Rick Owens hat den Spieß bei seiner Show Paris jetzt aber einfach mal umgedreht und damit für ziemlich viel Wirbel gesorgt. Geschickt hat der Designer, der ohnehin als „King of Kinkiness“ gilt, nämlich schwupp di wupp an einer ziemlich markanten Stelle ein Faust großes Loch in die Tuniken seiner neuesten Herrenkollektion geschnitten und ein Piece dabei direkt so kurz designt, dass beim Laufen doch tatsächlich das beste Stück eines der Models entblößt wurde. (Ich habe beschlossen, das Bild an dieser Stelle nicht zu zeigen. Wer es sehen will braucht lediglich zu googlen. Doch sollte keiner vergessen, dass an dem breit thematisierten Gegenstand auch noch Mensch hängt, von dem die Öffentlichkeit bisher absolut nicht weiß, in wie weit er mit seiner Nacktheit auf allen Kanäle überhaupt einverstanden ist.)

Der Aufreger war damit perfekt und man dürfte wohl davon ausgehen können, dass diese Freizügigkeit kein bloßer Zufall war. Schließlich gewinnt am Ende einer Fashion Week doch der, der es schafft die größte Aufmerksamkeit zu erregen.

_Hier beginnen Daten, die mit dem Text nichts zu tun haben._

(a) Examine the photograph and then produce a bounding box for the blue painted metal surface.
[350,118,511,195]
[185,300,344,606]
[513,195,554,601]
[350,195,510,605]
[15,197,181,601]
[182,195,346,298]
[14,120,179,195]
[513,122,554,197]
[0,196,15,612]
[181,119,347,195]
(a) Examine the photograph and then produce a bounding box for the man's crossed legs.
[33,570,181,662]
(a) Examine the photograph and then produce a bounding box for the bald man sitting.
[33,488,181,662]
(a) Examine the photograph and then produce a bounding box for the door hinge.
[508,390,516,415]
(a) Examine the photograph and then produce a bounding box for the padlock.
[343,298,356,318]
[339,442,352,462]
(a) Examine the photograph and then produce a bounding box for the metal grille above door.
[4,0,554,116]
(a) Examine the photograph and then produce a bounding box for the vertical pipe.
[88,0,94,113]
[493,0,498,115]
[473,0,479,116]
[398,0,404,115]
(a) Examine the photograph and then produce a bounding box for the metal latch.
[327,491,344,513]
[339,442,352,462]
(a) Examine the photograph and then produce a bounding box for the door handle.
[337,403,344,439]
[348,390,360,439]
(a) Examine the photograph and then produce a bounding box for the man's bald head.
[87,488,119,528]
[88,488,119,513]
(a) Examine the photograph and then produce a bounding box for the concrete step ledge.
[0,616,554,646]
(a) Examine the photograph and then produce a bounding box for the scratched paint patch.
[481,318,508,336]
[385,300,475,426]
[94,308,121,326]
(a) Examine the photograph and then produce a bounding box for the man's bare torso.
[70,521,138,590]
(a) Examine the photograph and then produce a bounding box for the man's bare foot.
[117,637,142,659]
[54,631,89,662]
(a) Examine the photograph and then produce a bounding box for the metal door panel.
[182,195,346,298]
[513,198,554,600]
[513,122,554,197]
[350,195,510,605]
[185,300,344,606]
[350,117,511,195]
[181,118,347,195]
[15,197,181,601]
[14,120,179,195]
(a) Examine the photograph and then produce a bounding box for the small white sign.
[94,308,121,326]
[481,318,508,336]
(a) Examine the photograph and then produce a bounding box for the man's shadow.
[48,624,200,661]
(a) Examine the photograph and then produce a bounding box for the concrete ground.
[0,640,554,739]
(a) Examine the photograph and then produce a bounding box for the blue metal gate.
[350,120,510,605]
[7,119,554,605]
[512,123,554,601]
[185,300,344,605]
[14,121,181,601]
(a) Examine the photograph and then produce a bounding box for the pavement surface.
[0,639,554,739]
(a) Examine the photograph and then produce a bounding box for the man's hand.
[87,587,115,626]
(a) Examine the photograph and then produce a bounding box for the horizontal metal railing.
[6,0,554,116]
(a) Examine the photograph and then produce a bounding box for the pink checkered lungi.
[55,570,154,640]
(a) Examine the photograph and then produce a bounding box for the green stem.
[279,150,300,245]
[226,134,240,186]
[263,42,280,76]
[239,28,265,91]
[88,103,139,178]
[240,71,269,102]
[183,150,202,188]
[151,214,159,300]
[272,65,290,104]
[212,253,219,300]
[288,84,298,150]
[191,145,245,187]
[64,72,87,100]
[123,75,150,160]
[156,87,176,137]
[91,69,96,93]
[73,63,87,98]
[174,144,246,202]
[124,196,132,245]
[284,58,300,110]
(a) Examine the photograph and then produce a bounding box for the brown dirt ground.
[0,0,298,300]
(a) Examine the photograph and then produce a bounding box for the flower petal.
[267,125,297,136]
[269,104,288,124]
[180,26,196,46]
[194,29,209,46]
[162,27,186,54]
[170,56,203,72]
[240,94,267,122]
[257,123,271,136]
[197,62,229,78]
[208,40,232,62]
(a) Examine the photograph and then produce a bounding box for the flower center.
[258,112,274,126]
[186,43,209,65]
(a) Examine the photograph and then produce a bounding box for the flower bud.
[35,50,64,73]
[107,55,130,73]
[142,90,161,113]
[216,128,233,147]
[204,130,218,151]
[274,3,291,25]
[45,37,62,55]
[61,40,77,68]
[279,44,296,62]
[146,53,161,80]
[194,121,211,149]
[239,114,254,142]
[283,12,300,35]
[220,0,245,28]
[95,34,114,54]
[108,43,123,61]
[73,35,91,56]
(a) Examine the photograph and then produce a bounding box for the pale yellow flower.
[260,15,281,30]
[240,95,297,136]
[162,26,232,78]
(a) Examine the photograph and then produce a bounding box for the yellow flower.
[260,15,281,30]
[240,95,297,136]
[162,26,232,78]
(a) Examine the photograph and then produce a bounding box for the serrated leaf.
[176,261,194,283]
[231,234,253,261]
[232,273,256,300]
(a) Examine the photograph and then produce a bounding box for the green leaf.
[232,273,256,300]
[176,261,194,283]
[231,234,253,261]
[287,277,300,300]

Doch was noch viel diskussionswürdiger scheint, als die Frage, ob es sich dabei jetzt um eine geplante Aktion handelt oder nicht, sind die vielen empörenden Reaktionen, die Owens nicht nur innerhalb der Modewelt, sondern durch das gesamte Netz entgegenschlagen. Irgendwie ist es nämlich doch ein zweischneidiges Brett. Zum einen scheinen freie Liebe und Offenheit im Umgang mit dem eigenen Körper ausgedient zu haben. Die Gegenwart zeigt sich wieder um einiges prüder, als ihre Eltern und Großeltern, die 68er, es ihnen vorgelebt haben. Von wegen „alles ist politisch“. Der Körper scheint zunehmend wieder in den Bereich des Privaten zu wandern und vor allem in den sozialen Netzwerken, wie Instagram greift bei zu viel Nacktheit nicht selten die Zensur, der dann sogar die Profile von vielgeklickten Promis zum Oper fallen.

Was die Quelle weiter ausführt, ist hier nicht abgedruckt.